La vallée de Joux prise d'assaut 

A l’autre bout du pays, dans une destination bien plus confidentielle, la vallée de Joux a, elle aussi, bénéficié des effets de la pandémie. De foi de combier, on n’a jamais vu autant de monde dans la région que cet été, au point même qu’il n’était plus possible de manger au restaurant sans réservation. A la mi-août, le site internet de l’office du tourisme avait déjà cumulé plus de visites que durant toute l’année 2019. «C’était un été de tous les superlatifs. On a clairement vu arriver un nouveau type de vacanciers, majoritairement alémaniques, une clientèle plus citadine, avec des exigences et des standards plus élevés», analyse Cédric Paillard, directeur de l’office du tourisme de la vallée de Joux.

Partout dans la vallée, le nombre de camping-cars a «explosé», forçant les autorités à réagir rapidement et à mettre sur pied dès la fin juin six sites de «débordement» ainsi qu'une zone de vidange pour canaliser les campeurs.
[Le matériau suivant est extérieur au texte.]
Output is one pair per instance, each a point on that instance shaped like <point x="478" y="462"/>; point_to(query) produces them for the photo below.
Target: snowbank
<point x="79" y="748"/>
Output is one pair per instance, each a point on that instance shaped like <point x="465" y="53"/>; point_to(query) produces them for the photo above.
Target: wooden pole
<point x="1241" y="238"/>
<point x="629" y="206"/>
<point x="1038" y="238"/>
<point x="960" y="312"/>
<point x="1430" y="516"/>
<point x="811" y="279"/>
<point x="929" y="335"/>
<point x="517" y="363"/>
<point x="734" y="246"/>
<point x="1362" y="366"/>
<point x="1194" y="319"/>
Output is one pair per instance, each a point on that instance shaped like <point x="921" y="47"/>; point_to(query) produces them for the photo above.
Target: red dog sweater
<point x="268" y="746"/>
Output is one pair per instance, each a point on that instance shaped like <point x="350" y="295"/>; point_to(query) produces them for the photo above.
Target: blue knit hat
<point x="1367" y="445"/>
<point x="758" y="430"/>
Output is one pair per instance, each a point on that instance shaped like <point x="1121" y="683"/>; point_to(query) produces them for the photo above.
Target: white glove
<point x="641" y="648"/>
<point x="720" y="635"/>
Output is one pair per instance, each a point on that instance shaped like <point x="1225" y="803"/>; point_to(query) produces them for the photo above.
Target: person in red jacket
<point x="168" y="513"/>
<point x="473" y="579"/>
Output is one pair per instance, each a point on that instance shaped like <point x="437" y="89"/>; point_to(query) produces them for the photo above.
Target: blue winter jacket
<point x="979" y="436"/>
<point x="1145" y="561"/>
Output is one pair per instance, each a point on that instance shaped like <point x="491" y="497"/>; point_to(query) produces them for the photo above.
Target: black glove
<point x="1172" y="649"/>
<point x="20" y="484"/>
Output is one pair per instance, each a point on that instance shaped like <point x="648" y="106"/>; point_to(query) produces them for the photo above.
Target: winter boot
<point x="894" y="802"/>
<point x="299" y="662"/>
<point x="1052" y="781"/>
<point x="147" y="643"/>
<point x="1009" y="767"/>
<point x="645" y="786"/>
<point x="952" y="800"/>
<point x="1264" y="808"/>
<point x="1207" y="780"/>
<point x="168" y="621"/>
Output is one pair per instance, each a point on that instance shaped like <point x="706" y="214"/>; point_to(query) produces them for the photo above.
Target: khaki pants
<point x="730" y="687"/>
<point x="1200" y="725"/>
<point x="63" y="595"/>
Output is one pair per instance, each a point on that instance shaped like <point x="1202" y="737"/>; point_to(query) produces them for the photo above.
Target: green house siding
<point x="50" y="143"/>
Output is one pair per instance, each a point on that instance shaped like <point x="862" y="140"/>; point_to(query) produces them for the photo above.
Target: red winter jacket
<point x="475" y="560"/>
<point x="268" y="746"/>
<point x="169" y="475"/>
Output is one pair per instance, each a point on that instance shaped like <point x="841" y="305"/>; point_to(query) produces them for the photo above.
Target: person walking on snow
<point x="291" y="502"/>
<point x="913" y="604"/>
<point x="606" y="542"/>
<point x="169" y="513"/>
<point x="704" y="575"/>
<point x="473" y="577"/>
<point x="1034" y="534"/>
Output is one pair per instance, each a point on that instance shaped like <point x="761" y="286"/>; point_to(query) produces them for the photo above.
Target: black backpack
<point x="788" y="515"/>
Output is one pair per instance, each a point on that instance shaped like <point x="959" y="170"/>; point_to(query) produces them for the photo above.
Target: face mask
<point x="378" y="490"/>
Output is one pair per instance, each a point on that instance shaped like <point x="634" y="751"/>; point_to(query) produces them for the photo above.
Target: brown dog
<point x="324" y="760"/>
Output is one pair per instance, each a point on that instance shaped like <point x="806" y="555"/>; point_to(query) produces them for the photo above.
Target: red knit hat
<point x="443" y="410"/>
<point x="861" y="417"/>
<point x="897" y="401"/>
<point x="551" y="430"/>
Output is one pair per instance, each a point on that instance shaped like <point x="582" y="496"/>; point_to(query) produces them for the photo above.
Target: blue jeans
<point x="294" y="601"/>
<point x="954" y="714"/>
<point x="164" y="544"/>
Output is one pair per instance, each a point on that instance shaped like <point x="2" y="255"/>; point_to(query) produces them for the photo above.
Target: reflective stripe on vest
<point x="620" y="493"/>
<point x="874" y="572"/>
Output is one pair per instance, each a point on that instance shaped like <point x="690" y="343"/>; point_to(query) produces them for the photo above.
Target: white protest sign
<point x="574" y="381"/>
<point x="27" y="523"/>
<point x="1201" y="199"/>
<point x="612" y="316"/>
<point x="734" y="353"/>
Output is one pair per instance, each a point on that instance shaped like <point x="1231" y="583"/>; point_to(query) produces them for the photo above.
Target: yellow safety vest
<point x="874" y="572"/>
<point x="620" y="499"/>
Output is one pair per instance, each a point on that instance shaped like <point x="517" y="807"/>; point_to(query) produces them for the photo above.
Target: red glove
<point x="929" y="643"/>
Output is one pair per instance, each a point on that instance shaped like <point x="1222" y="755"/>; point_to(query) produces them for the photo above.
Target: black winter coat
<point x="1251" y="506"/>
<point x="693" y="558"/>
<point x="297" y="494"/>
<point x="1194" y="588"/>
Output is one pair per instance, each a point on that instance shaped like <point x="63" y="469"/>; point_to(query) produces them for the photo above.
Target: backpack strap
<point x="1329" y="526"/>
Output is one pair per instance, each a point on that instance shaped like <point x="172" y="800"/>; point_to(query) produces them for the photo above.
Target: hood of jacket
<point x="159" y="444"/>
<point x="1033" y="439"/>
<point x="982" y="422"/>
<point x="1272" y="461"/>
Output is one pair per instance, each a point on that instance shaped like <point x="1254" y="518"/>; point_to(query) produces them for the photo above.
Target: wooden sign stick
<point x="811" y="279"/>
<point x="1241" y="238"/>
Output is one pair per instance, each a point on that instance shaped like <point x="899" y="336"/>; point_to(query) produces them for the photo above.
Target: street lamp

Moyennant 5 francs par nuit, les hôtes étaient autorisés à rester trois nuits au maximum. Ces places sont venues s’ajouter à l’offre des campings existants, eux aussi submergés. «L’affluence a presque doublé cet été. Sans compter le nombre de personnes qu’il a fallu refuser, environ 20 demandes par jour, c’était énorme», raconte Xavier Mouquin, artisan spécialisé dans la restauration d’horloges et tenancier du Camping à la Ferme, aux Bioux.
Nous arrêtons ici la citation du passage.